Temporal Sequence Construction
A sequence is composed of lab tests, prescriptions, diagnoses, conditions, and symptoms that were given to a patient in multiple hospital admissions. We only extracted common lab tests, prescriptions, diagnoses, conditions, and symptoms (prefixed with “ l_,” “ p_,” “ d_,” “ c_,” and “ s_,” respectively). We used the International Classification of Diseases, 9th revision (ICD-9) level 3 codes instead of level 4 or 5 to avoid extreme sparsity of diagnoses. We assumed space in time between all events to be same. Then, we constructed data for incidence of a target disease as follows: for patients in which a target disease occurs, we sliced the very admission that includes the diagnosis event of a target disease out of the sequence, and used only events before that admission as a feature sequence.
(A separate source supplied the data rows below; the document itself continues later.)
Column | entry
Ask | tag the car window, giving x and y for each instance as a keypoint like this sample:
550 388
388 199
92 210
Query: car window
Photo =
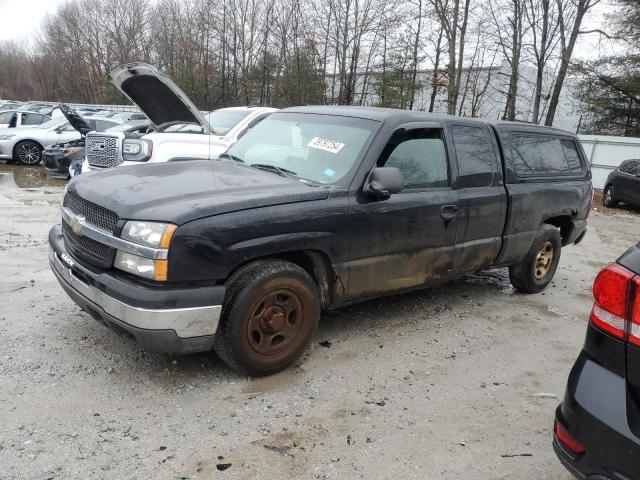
54 122
102 125
31 119
476 156
222 121
573 157
5 117
538 155
420 155
629 166
320 148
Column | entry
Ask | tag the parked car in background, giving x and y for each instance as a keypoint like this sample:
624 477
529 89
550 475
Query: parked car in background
9 105
314 208
37 107
181 131
127 116
596 431
64 160
623 185
19 118
25 145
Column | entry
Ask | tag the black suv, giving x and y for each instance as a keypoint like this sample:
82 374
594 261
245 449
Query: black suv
623 185
314 208
597 428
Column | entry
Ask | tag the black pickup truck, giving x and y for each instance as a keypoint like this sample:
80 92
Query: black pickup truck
314 208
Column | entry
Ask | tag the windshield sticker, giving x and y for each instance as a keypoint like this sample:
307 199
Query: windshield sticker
330 146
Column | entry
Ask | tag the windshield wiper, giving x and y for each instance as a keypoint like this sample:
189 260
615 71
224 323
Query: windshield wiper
230 157
283 172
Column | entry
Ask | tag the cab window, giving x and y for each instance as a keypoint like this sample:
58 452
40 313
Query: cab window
421 157
475 154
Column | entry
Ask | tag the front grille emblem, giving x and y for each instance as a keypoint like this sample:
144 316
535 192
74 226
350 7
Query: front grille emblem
75 223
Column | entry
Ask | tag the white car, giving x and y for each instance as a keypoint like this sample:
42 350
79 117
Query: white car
25 145
22 118
181 131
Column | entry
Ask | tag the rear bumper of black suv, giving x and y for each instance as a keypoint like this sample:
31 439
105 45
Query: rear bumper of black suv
181 320
594 413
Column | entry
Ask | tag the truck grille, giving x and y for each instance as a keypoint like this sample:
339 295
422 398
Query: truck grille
94 214
85 248
102 151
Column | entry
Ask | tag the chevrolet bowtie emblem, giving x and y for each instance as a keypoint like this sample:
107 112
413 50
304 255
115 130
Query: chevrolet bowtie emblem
75 223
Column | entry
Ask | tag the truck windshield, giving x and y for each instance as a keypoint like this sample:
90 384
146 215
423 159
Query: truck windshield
320 148
222 121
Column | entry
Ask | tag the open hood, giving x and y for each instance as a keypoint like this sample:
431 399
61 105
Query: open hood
158 97
75 120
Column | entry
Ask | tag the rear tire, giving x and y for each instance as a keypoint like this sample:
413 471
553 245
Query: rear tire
27 153
539 266
608 197
270 313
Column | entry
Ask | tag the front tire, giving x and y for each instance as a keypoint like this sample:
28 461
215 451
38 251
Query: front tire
539 266
608 197
271 310
27 153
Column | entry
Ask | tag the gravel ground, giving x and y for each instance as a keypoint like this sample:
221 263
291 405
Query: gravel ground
438 384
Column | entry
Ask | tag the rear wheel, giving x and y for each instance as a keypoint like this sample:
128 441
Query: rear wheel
27 153
608 198
270 313
539 266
For other patients, we used all events. We utilized temporal information of a sequence to make a time-decayed vector representation; when we add a one-hot representation for each event, it is multiplied by the time decaying function (ie, exp(-γt) with the decay constant γ) that enables to weaken the effect of old event but to strengthen the effect of recent event. A graphical illustration of this sequence and its vector representation is presented in Figure 8.
Figure 8
Example of constructing temporal sequence with target disease in red and its vector representation.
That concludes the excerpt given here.